El recuerdo de su esposa se avivó en la mente de Caramon, casi podía oír sus divertidos reproches acerca de su excesiva simplicidad. La añoranza, mezclada con otros sentimientos más dolorosos, lo traspasó como un cuchillo. Tras dirigir a Tasslehoff una fulgurante mirada, descartó las imágenes que había invocado.
—Sí —concedió con amargura—, es probable que tengas razón. Han querido mofarse de mí, y lo han conseguido.
Hizo una pausa en la que, por primera vez, examinó su contorno. Cuando alzó la testa el esplendor del Templo se dibujó ante él, el esplendor que correspondía a este lugar sagrado, al palacio de los dioses. No pudo evitar que su fastuosidad lo impresionara, consciente, de súbito, de su propia pequeñez, y contempló la escena durante varios minutos. La argéntea luminosidad de Solinari no hacía sino subrayar la necesidad de venerar a los entes superiores en cuyo honor se habían erigido aquellos muros.

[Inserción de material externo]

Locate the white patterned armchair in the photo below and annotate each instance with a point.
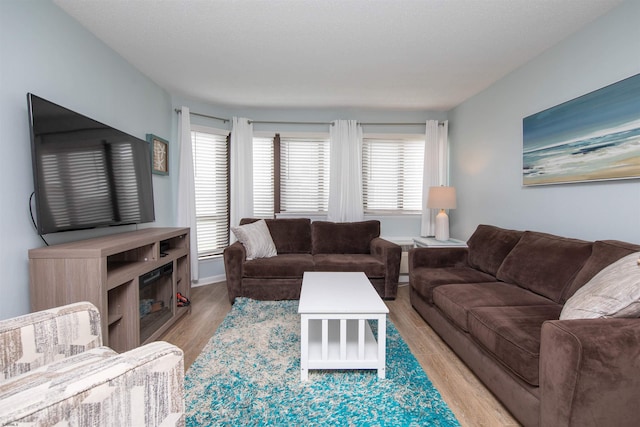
(55, 371)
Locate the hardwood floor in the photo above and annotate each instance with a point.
(470, 401)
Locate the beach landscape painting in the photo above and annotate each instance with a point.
(593, 137)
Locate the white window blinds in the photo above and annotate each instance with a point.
(392, 175)
(211, 176)
(304, 174)
(263, 178)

—Has acertado, los dioses nos han transmitido su señal —musitó.
Había un corredor en el Templo por el que rara vez transitaban sus moradores y, cuando lo hacían, no era voluntariamente. Si se veían obligados a jalonarlo para cumplir algún encargo, se apresuraban a resolver el asunto en cuestión y se alejaban sin demora.
Nada singular encerraba el pasillo mismo, era tan espléndido como cualquier otra dependencia. Artísticos tapices de suave colorido embellecían sus paredes, mullidas alfombras cubrían el marmóreo suelo, gráciles estatuas colmaban las sombrías alcobas. Lo flanqueaban, a ambos lados, una sucesión de puertas de madera labrada que conducían a otras tantas estancias, decoradas con tanto primor como las restantes salas del santo paraje. Pero nadie abría ya estas puertas. Permanecían atrancadas y las habitaciones que debían guardar estaban vacías, con una sola excepción.
El aposento ocupado se hallaba en el extremo más apartado del corredor, oscuro y silencioso incluso durante el día. Se diría que su morador había envuelto en un manto invisible el suelo que pisaba, el aire que inhalaban sus pulmones, pues quienes penetraban en aquel rincón sentían una inexplicable asfixia. Al salir, todos recuperaban el resuello como si acabasen de escapar de una casa en llamas.
Tan peculiar estancia era el dormitorio de Fistandantilus. Lo fue durante años, desde que el Príncipe de los Sacerdotes asumiera el poder y expulsara a los magos de la Torre de Palanthas, la Torre donde reinara Fistandantilus como máximo dignatario del cónclave.
¿Qué pacto habían sellado los exponentes del Bien y del Mal? ¿Qué trato permitía al Ente Oscuro alojarse en el recinto más sagrado de Krynn? Nadie lo sabía, aunque eran muchos los que especulaban. Entre estos últimos cundió la creencia generalizada de que la estancia del nigromante respondía a la generosidad del Príncipe, a un noble gesto con el derrotado.
Pero ni siquiera él, ni siquiera el benevolente clérigo, frecuentaba el corredor. Aquí, al menos, gobernaba el hechicero en una supremacía tan irrevocable como aterradora.
En el fondo del enigmático pasillo se recortaba un alto ventanal. Un afelpado cortinaje, corrido a perpetuidad, impedía el paso de los rayos solares del día y los haces de las lunas durante la noche. Rara vez la luz penetraba los gruesos pliegues del paño, neutralizando así la función primordial de las cristaleras. Pero ahora, acaso porque la servidumbre, capitaneada por el ama, había limpiado este ala del edificio y desempolvado sus marqueterías, figuras y demás ornamentos, una ínfima rendija separaba el perfecto ajuste de las cortinas y la plateada Solinari alumbraba la desierta zona. Las intangibles hebras del satélite, que los enanos denominaban la Vela de la Noche, traspasaban la negrura como una alargada hoja de refulgente acero.